Wilhelm von Kobell was a German painter, printmaker and teacher.
Kobell was born in Mannheim, the son of Ferdinand Kobell, a landscape painter who cited Claude Lorrain as his influence. Wilhelm's initial lessons were supplied by his father and his uncle, Franz Kobell. He received further training under Franz Anton von Leydendorf and Egid Verhelst in the art of engraving at the Zeichnungsakademie in Mannheim. He studied the works in the galleries of Mannheim and Düsseldorf, especially those of Wouvermann, which he copied. During this time he practiced various styles, including 17th-century Dutch painting and 18th-century English art.

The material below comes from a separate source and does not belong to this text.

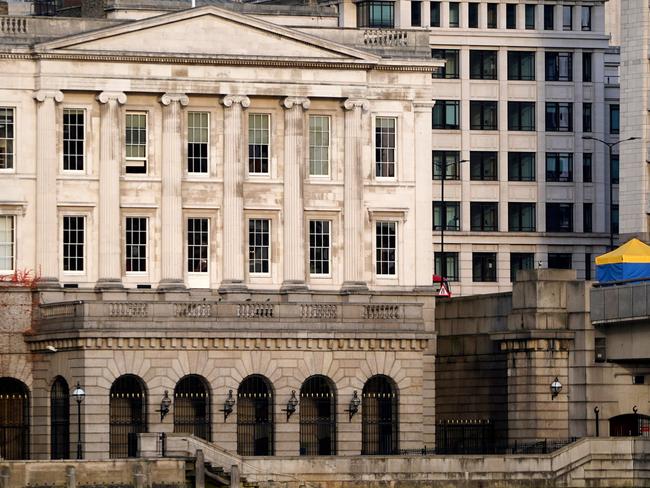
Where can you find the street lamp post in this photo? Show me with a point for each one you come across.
(610, 147)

In 1778, he went to Rome, was made court painter at Mannheim after his return, and afterwards followed his father to Munich, where he became professor at the Academy in 1808. He was supported by Charles Theodore, Elector of Bavaria, who compensated him an annual sum of 500 florins from 1792 until Theodore's death in 1799. In 1809, he visited Vienna, and in 1810 Paris, to make studies for his battle pieces.
His early paintings were landscapes, rural genre scenes, and animal pieces, of which the galleries of Bamberg, Weimar, Mannheim, Karlsruhe, Berlin, Darmstadt, Frankfort, and Wiesbaden contain fine specimens. Throughout his life Kobell traveled to England, France and Italy but ultimately based his style on Dutch art. He gained a reputation through clever work on battle scenes and horses, as well as his very fine etchings and his especially fine aquatint engravings after Wouverman, Berchem, Roos, Ruysdael, and others, in which he reproduced the peculiar style of each master with uncommon success. His battle pieces contain many portraits of famous contemporaries. The New Pinakothek in Munich contains “The Third Day of the Battle of Hanau” (1808), and the Banquet Hall of the Königsbau the “Surrender of Brieg,” “Cavalry Skirmish at Arnhofen,” and the “Battles of Eckmühl and Wagram.”